Former Njuri Ncheke Council of Meru elders Paul Ithingia (in hat) and other elders during a ceremony at the shrine in Meru. [Phares Mutembei, Standard] 

In the past, Njuri Ncheke Council of Ameru elders never used books or pens and did not accept young professionals in their assembly.

They presided over cases and deliberations but never wrote them down because most had never attended school.

The old wise men relied on their wisdom and sharp memory to 'store' information.

Their role was, and still is, to make and implement community laws, arbitrate land, domestic and other disputes and pass knowledge on customs, in fulfilment of their role as custodians of Meru culture.
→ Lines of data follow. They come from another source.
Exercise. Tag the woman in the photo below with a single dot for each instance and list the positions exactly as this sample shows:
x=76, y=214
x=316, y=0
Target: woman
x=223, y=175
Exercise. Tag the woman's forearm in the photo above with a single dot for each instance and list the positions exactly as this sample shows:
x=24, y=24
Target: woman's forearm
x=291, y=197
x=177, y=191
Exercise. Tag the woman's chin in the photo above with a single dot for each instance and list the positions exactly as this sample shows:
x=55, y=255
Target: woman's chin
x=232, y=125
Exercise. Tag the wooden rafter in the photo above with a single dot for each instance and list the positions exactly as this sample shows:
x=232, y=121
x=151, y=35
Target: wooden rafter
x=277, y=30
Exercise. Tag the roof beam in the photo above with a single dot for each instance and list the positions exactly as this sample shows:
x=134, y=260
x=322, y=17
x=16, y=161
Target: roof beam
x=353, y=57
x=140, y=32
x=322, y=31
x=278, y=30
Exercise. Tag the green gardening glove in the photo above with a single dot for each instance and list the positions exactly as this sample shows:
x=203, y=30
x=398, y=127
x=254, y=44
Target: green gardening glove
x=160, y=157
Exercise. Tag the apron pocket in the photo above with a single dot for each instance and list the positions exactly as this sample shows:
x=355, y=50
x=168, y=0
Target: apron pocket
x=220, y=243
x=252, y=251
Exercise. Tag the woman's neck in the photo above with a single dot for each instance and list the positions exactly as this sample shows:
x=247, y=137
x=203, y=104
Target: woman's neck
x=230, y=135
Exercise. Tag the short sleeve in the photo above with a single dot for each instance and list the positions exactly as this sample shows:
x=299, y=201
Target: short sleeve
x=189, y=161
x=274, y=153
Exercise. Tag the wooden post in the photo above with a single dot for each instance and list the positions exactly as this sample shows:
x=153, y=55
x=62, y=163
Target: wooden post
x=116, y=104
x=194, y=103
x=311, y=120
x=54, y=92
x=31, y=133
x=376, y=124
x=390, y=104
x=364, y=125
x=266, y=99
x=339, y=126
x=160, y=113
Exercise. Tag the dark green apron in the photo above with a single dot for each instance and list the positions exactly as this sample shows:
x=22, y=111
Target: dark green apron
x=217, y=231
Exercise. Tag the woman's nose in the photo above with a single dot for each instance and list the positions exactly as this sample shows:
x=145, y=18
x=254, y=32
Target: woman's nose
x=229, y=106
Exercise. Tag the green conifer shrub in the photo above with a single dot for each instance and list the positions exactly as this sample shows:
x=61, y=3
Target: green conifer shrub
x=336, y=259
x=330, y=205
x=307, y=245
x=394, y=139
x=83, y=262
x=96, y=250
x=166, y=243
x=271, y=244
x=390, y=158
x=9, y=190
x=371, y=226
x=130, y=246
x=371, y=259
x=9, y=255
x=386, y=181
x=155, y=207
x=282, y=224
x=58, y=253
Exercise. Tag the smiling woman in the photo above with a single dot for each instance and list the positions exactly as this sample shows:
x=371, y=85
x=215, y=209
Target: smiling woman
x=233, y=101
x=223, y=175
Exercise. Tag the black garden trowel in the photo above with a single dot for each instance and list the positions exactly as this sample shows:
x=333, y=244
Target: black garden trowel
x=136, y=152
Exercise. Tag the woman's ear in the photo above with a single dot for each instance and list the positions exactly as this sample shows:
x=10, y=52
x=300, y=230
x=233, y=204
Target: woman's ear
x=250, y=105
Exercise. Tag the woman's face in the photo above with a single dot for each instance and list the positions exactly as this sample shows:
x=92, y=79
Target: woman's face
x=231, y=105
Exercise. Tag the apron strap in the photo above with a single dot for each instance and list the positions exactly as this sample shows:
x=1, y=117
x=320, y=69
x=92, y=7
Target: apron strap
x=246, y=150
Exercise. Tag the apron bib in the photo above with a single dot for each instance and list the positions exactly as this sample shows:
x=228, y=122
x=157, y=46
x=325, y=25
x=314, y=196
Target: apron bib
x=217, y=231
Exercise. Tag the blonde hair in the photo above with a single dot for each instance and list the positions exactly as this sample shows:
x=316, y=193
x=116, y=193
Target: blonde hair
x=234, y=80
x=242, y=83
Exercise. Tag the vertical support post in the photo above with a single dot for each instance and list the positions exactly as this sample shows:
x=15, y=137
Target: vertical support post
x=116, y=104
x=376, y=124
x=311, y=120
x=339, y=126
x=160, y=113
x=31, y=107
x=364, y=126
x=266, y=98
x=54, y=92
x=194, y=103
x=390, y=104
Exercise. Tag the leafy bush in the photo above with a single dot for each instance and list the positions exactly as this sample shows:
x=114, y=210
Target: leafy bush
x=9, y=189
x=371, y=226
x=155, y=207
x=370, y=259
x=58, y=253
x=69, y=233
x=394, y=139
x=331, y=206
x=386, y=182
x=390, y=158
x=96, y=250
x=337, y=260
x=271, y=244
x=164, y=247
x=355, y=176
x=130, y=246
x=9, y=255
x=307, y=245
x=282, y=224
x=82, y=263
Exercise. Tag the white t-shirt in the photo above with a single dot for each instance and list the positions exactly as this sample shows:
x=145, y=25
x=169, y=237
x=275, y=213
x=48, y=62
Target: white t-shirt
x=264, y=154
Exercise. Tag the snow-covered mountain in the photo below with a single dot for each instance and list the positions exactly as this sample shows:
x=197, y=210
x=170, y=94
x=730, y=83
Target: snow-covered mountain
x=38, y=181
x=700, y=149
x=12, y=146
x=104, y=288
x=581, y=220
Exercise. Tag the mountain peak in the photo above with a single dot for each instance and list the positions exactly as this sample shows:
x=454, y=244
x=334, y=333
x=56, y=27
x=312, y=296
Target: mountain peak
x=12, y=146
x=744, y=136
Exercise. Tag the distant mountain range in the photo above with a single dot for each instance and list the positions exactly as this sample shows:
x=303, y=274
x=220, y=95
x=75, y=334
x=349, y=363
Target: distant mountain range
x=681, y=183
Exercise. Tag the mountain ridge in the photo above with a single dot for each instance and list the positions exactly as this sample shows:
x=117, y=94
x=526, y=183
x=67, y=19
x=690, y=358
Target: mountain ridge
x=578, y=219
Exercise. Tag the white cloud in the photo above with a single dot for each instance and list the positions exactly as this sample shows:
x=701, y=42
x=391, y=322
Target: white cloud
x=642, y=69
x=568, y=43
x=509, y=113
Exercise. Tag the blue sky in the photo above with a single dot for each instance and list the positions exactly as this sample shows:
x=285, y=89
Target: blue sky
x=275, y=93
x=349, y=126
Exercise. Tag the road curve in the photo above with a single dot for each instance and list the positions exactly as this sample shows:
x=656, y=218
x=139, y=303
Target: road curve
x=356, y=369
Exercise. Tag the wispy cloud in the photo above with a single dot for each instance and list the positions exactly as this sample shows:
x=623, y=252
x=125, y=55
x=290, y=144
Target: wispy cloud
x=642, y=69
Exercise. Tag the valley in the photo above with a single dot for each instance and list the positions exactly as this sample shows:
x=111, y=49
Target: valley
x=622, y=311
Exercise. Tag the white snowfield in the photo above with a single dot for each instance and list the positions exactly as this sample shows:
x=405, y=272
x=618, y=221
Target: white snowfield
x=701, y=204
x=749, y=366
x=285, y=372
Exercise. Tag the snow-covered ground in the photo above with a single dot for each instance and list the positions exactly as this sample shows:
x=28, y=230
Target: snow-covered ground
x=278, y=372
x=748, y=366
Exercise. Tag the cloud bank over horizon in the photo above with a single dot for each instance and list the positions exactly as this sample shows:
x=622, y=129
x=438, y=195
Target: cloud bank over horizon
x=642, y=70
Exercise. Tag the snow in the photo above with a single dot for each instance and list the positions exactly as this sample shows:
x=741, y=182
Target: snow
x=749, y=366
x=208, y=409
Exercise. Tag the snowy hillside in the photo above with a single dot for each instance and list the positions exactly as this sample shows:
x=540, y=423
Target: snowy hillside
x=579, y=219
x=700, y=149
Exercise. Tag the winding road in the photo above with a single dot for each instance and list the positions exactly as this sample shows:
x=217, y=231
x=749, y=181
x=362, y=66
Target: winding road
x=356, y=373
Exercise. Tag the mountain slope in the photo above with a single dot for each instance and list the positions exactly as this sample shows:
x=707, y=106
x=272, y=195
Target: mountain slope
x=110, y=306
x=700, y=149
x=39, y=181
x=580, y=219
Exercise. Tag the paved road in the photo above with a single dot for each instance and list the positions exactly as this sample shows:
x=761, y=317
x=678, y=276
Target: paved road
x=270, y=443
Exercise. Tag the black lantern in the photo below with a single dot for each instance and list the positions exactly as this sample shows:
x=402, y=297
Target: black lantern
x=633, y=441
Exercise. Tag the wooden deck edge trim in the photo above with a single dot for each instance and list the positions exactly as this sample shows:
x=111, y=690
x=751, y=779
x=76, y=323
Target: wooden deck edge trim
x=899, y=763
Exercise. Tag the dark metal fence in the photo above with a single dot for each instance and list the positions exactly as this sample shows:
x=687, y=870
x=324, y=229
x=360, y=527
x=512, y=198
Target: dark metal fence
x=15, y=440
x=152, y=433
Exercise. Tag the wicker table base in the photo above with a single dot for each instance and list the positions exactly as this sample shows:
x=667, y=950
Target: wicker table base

Njuri Ncheke council was a preserve of carefully selected elders from the larger Meru community inhabiting the area from Thuci river in Tharaka Nithi to Ntonyiri, the farthest end in Meru County.

But modernity forced them to change tact and they started recruiting young professionals as elders.

A new face of Njuri emerged, with the old and youth now meeting at their headquarters prayers shrine at Nchiru in Meru County, which also doubles as Parliament.

The induction of youthful professionals from Meru and Tharaka Nithi into the council was started by former Secretary-General Phares Ruteere and former chairman Paul Ethingia, both deceased.  

Njuri Ncheke Secretary-General (Programmes) Washington Muthamia and former Chuka University Vice-Chancellor Prof Erastus Njoka both agree it was a good move to accept young blood into the exalted council.

“Ruteere was the first Njuri leader to come up with the idea of getting professionals from Meru community to join the Njuri council. That was a good move because professionals play a big role in the development of the community,” said Muthamia.

Prof Njoka who is the patron of Njuri Ncheke elders in Tharaka Nithi and who is running for governor in August 9 poll, said in their wisdom elders had to adapt to changing times and for the posterity of the council.

“Ruteere knew the need for adapting to modernisation and he led initiatives to get young and educated people into Njuri Ncheke. He was a visionary leader,” Njoka said.

The current chairman of Meru Professionals Association Prof Peter Muriungi who is also Principal of Tharaka University College, said: “That was a great move by Ruteere to allow professionals. What he and Ethingia wanted was a continuity of the Njuri. As professionals we have been working with Njuri Ncheke elders as a team, to improve livelihoods,” he said.